RX: According to the CDC, you can prevent home isolation only if you get two consecutive negative tests from your doctor that are done at 24 hour intervals, so your fever spreads naturally, and your other symptoms improve visually.

If you can't pass the test, you can just leave your home. If your fever spreads naturally for at least 72 hours, your other symptoms will improve significantly, and you will have at least seven days after the first symptoms start.

And to save this epidemic in your hygienic location, you should never lose these things you should never do during a coronavirus epidemic.

Matthew Diggity : There are a large number of diet articles around, espousing a variety of “healthy” lifestyles, and often these are unsustainable over the long term either for financial or health reasons.

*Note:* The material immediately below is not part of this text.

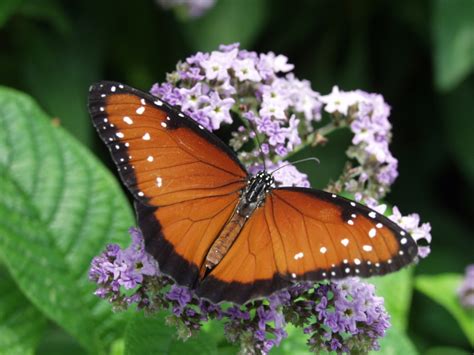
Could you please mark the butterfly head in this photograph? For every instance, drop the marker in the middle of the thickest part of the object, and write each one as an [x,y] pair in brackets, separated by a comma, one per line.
[254,194]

Many look at such factors as calories, fat, carbohydrates and more without really considering the foods themselves beyond that. This article isn’t a diet, per se; instead, it looks at the individual foods and explains how the body uses them to heal and regenerate itself.
Matthew Diggity : Takes the conclusions of some research at face value without taking the implications to the next level. For example the recommendation of fish for one purpose but without sufficient consideration of other factors taking into consideration ocean pollution.
Samantha Crawford : To be honest, when I first see this article I was both overwhelmed and a bit disappointed. My first reaction was "there is too much to read, I just want a article that quickly states what I should eat for what I want to heal." I put the book away for a couple days--but then I started looking through it and actually reading it! My attitude immediately changed. While this article has a lot of pages and looks more scholarly than I was hoping for--the author has written it in a way that is easily understandable, interesting, and most important helpful! I felt embarrassed that my first response to the article was that it had too many pages and that I didn't want to read so much.